I want to respectfully disagree with the idea that the Fed wants a the market to crash to close wealth disparity. Here's why...
Wealth disparity is a talking point of the liberal left.
Communists believe that all wealth disparity is bad. But like many things in the universe, some types are good, and some types are bad.
Good wealth disparity is a result of a free market. People who make stuff people want get paid more than people who don't. It is a productive motivation and leads to better quality of life on average over a whole society.
Bad wealth disparity is a result of a government gifting huge amounts of free money to favored classes of people. That enriches some groups at the expense of others, based solely on their relationship to the government. That contributes to instability.
Keep in mind that the Fed was created to avoid another market crash similar to the one in 1929.
The Fed was created in 1913. The Fed didn't avoid the 1929 crash, or the resulting Great Depression. And market volatility has been higher post Fed than pre Fed.
How can that be? It's because economists cannot predict the market. So if they are part of a control system on the market, they can be adding volatility, not reducing it. It doesn't even require ill intent. They can have the best intentions for the long-term future of the US economy and still mess it all up.
It has given us this sequence of events:
-- Currency crisis of the 1990's
-- Fed pumps in liquidity
-- Money goes into new hot thing -> dot-com bubble
-- Fed realizes the bubble is out of control -> starts to remove liquidity
-- Dot-com crash
-- Fed pumps in liquidity
-- Money goes into new hot thing -> mortgage backed securities/real-estate bubble
-- Fed realizes the bubble is out of control -> starts to remove liquidity
-- 2008 crash
-- Fed pumps in liquidity. Also, Covid fubar crisis. Fed pumps in gigantically more liquidity.

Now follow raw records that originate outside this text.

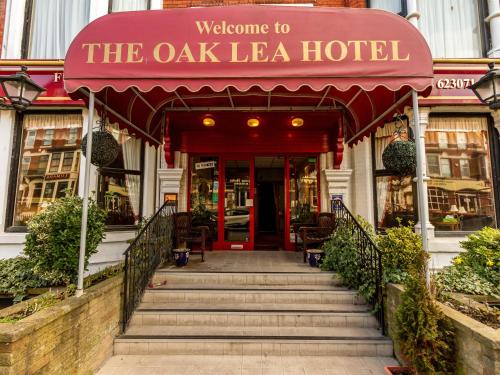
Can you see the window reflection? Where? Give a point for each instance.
(49, 165)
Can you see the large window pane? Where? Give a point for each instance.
(395, 200)
(120, 182)
(461, 195)
(205, 191)
(451, 27)
(54, 24)
(394, 6)
(124, 5)
(40, 178)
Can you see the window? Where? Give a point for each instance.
(68, 161)
(437, 199)
(443, 139)
(30, 139)
(461, 141)
(433, 165)
(48, 136)
(55, 161)
(119, 187)
(38, 177)
(73, 136)
(464, 168)
(461, 195)
(205, 188)
(452, 27)
(444, 165)
(54, 24)
(395, 6)
(127, 5)
(395, 198)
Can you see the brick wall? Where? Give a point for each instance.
(324, 3)
(73, 337)
(3, 8)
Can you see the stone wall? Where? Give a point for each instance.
(73, 337)
(478, 346)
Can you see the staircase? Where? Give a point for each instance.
(262, 314)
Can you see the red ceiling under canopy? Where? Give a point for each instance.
(141, 65)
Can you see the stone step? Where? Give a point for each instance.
(255, 319)
(249, 346)
(276, 288)
(246, 278)
(252, 296)
(154, 331)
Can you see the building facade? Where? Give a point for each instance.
(255, 194)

-- Money is so huge that it goes into everything (stocks, bonds, and real estate) -> everything bubble
-- Fed realizes the bubble is out of control -> starts to remove liquidity
<------ We are here right nowAs for the U.S. paying its debts, it can't and never will.
I'm talking about the US paying the interest on its debt, not repaying all its debt down to zero debt. The US will never have zero debt, as you say. But it has to pay the interest on that debt, or it is a default.
[on motivations of the Fed]
In addition to the above dynamic, I'm sure the Fed knows that it cannot keep interest rates high for too long, or the government won't be able to pay interest on debt. Yet the Fed has a window to try to correct the bubble and battle inflation. After the bubble is reduced and inflation is reduced, then they can reduce interest rates. If they are lucky, it goes like this: Bubble fixed. Inflation fixed. Bad sort of wealth disparity reduced. Then interest rates can go down. Government can pay its interest. GDP goes back to growing in real terms. Nation grows its way out of debt problem. (I'm skeptical that this Goldilocks path will play out completely, though.)
Or, one can believe that the Fed has dark motivations. Creating a money pump to transfer money and control away from the plebeians and concentrate it into the hands of the plutocrats. Your cronies get into the market. You pump it. Your cronies get out of the market (maybe even go short). You crash it. Repeat.
Both interpretations -- (1) good intent but blindness to the folly and (2) dark designs (or even a mixture of both) -- give the same result. So it is hard to know which it is based only on action and results.
to flood the market with money, there are other ways to do it than by trying to influence the Fed.
Not when it's increasing the money supply from $1.4 trillion to $18 trillion. That requires a country's central bank (the organization in a country that determines money supply). The Fed is our version of a central bank.